Toronto City Council has once again decided against amending the strict public drinking laws in city parks for this summer.
Every article, tweet, or conversation about the superfluous debate in council makes sure to mention that the other big cities in the United States, Europe, and even within Canada have loosened guidelines about day-drinking in public parks.
Those who object to public drinking argue that it can deconsecrate the wholesome, family-friendly nature of a public park and that overindulgence following permittance of day-drinking can lead to indecent behaviour.
The more significant of the two primary concerns is that if the city allows drinking in public, it could lead to more cases of public intoxication. There is no questioning the criminality of public intoxication, but that is not the issue being discussed here. Of course, high levels of intoxication open the gate to other actions that are indeed offensive to society. However, we must consider that the motion put forth to council by the Toronto City councillor for Ward 12, Josh Matlow, only asks for the legalization of the consumption of beverages with low alcohol content between the hours of 11:00 am and 9:00 pm.
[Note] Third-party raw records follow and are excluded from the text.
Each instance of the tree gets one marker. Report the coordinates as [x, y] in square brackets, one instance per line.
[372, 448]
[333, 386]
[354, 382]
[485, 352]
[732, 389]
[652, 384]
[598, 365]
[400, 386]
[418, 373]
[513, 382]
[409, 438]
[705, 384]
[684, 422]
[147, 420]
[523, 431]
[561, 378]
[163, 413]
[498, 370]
It should be noted that Toronto’s drinking laws are abnormal for a city of its size. Cities like Vancouver, Montreal, and Edmonton have begun to allow drinking in public parks over the last couple of years.
The city of Calgary, which launched a program to allow drinking in parks just last year, released a report about their pilot program. The program allowed the consumption of lighter alcoholic beverages in certain public parks during the summer months of 2021. Out of the thousands of park-goers who enjoyed a drink with their families and friends, the report found only two incidents of indecent behaviour related to the three-month program.
But this three-month program has just told us what the rest of the world has already discovered — responsible adults act responsibly.
Matlow said that the ban on drinking in public parks is “an archaic, tired rule.” I’d, however, disagree. It is a rule that was put in place in an era of self-professed civility, not archaic, not novel, but from a liminal era. Drunk and disorderly laws in Canada, which were inherited from Victorian England, are shaped around good Victorian manners. But what we fail to recognize when considering public drinking laws is that ideas pertaining to societal etiquette eternally shift, squirm, and poke out in different times and places like worms in the earth.
The rules of morality and ethical conduct have shifted dramatically from the Victorian period to modern day. The last few decades especially have been unprecedented in regard to how much and how quickly cultural attitudes about everything from clothes, to cars, to careers have changed. In an era of constant progression, legislation on anything that is so inconsequential as proper alimentary manners becomes frivolous.
Rules about how to conduct oneself in public need not be dictated through legislation in a liberal democracy and instead should be deferred to softer authorities such as cultural, societal, and religious norms. Codified law about generally unharmful behaviour becomes a nuisance to amend and a buoy for non-malicious government overreach.
I am by no means an expert in legal philosophy, and I am still a neophyte in my own liberal-arts education, but it does not seem to me to be the best course of action to regulate what is, at its core, an example of etiquette, rather than real offences to society, person, or property.
There are no laws on what styles of clothing to wear depending on where you are or what time of day it is. There are no laws on saying “please,” “thank you,” and “have a nice day,” because good manners are always evolving, and new conventions in the way people go about their lives and interact with others always appear and disappear. This is the opposite of a legal vacuum. It is legal excess.
Personally, I have neither stake nor steed in this race. I am not a drinker. But even as someone who would be virtually unaffected whether or not there is a change, the precepts upon which the policy rests are bothersome.
The city and the province have a lot of resources to spend responsibly, so I am not going to bring up anything in the vein of all of this being a mismanagement of municipal time and resources. I am not asking “what about ‘this,’” or that “they should focus on enforcing ‘that’ instead.” Arguments that skirt the issue aren’t productive. My objection is one of principle. I’m not questioning how things are being done, but rather asking, why does anything need to be done at all?
Laws around what someone can or cannot do in a decent society are important. Legislation that prevents individuals from engaging in behavior that actively and directly harms others is an essential tool for societal discipline. But laws should be designed in a way that benefits the community while still preserving the liberty of a reasonable person. For the most part, our laws and legal system uphold this idea. Legal and societal standards must work symbiotically in accordance with our standard of ethics.
Legislation around the issue has only served to interrupt a natural shift in societal attitudes, and complicated the natural dissolution of a value that is neither necessarily progressive nor regressive in its direction — it’s simply a shift. One little bylaw does not and should not shape our perceptions of the city and its government. I’m not arguing that the rule is tyrannical, absurd, oppressive, or any other buzzy adjective that issues similar to public drinking may be described with, but rather saying that it’s just a little silly — that’s all.
Sulaiman Hashim Khan is a second year Humanities student at St. Michael’s College.